An RBS representative couldn’t immediately be reached for comment. The Labor Department didn’t immediately respond to requests for comment.
RBS has already exited its U.S. pension businesses as part of a restructuring. The lack of investors affected by the decision was one of the reasons the department cited in rejecting the request.
The Labor Department’s ruling represented a rare step for the government, which until now hasn’t knocked down big banks’ requests to continue certain lines of business after guilty pleas.
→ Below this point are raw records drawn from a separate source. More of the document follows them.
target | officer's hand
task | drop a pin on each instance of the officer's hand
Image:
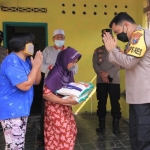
(110, 43)
(105, 80)
(103, 74)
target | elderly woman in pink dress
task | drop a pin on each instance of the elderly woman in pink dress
(59, 124)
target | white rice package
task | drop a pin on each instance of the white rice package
(79, 91)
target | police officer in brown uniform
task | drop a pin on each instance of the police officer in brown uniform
(3, 50)
(108, 83)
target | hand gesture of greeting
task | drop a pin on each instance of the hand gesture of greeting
(37, 60)
(110, 43)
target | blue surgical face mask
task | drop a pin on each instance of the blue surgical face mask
(71, 68)
(59, 43)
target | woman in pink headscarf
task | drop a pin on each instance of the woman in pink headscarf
(59, 124)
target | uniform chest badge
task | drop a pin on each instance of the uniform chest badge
(135, 38)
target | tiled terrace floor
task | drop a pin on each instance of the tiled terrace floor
(87, 138)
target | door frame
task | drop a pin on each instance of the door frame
(27, 24)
“When you say to a manager that it can no longer qualify for a very key exemption that could allow pension assets to be managed more easily, that has the potential to be extremely significant," said Andrew Oringer, a Dechert LLP lawyer who specializes in pension issues. “It’s of real concern generically whenever we see that there’s more of a possibility of an ultimate rejection by the Department of Labor."
Och-Ziff Capital Management Group may need Labor Department permission to maintain its pension business after a unit pleaded guilty last month in connection with bribery in Africa. Och-Ziff has $39.2 billion under management, about 1 percent of which would be subject to a Labor Department waiver decision, it has said. Jonathan Gasthalter, an Och-Ziff spokesman, declined to comment.
Several other big financial firms -- including UBS Group AG, Citigroup Inc., Barclays Plc and JPMorgan Chase & Co. -- are also awaiting word on whether they will receive Labor Department permission to maintain their Qualified Professional Asset Manager, or QPAM, status. That category of pensions covers 401(k) plans and corporate pensions, among other retirement plans.
This month, the Labor Department proposed extending Deutsche Bank AG’s QPAM request to April 2017 as it considers granting a full exemption.
Representatives of the banks declined to comment or didn’t immediately respond to requests for comment.
Regulatory waivers have become politically fraught over the last two years, with lawmakers including Senator Elizabeth Warren, a Massachusetts Democrat, and Representative Maxine Waters, a California Democrat, pressing the Labor Department for tougher reviews of banks accused of crimes before clearing them to continue their pension-management businesses.
“We’re glad the Department of Labor is protecting our nation’s retirees by denying RBS the ‘stamp of approval’ QPAM status in the wake of RBS’ egregious criminal misconduct," Warren and Waters said in a joint e-mailed statement Wednesday. “We urge the department to fully utilize its disqualification authority” in pending bank cases, they added.
The U.S. Securities and Exchange Commission, which issues its own waivers for certain securities activities, isn’t inclined to use the process as an additional enforcement tool, SEC Chair Mary Jo White said last year.
It remains to be seen whether the Labor Department would take tough action against banks with significant asset management businesses, said Samuel Buell, a Duke University Law School professor.
“If doing it would require a bank to get out of a business that’s existentially important, I don’t expect them to do it” given the capital and jobs at stake, said Buell, a former federal prosecutor. “If it could be done symbolically without having that effect, I expect they’d do it to look tough.”
The Labor Department’s Oct. 6 letter faulted RBS for “the serious nature of the crimes and the numerous instances of fraudulent misconduct” leading to the convictions. But the department said it was unable to determine whether an exemption would protect U.S. retirement savers because the bank is no longer in the business of managing such money in the country.
The Scottish firm spun off its U.S. subsidiary, Citizens Financial Group Inc., in 2014 to boost capital. The Labor Department rejection pertains to all existing as well as future affiliates of the Edinburgh-based bank. The department told RBS that if there are “significant new facts or arguments," it can ask for its request to be reconsidered.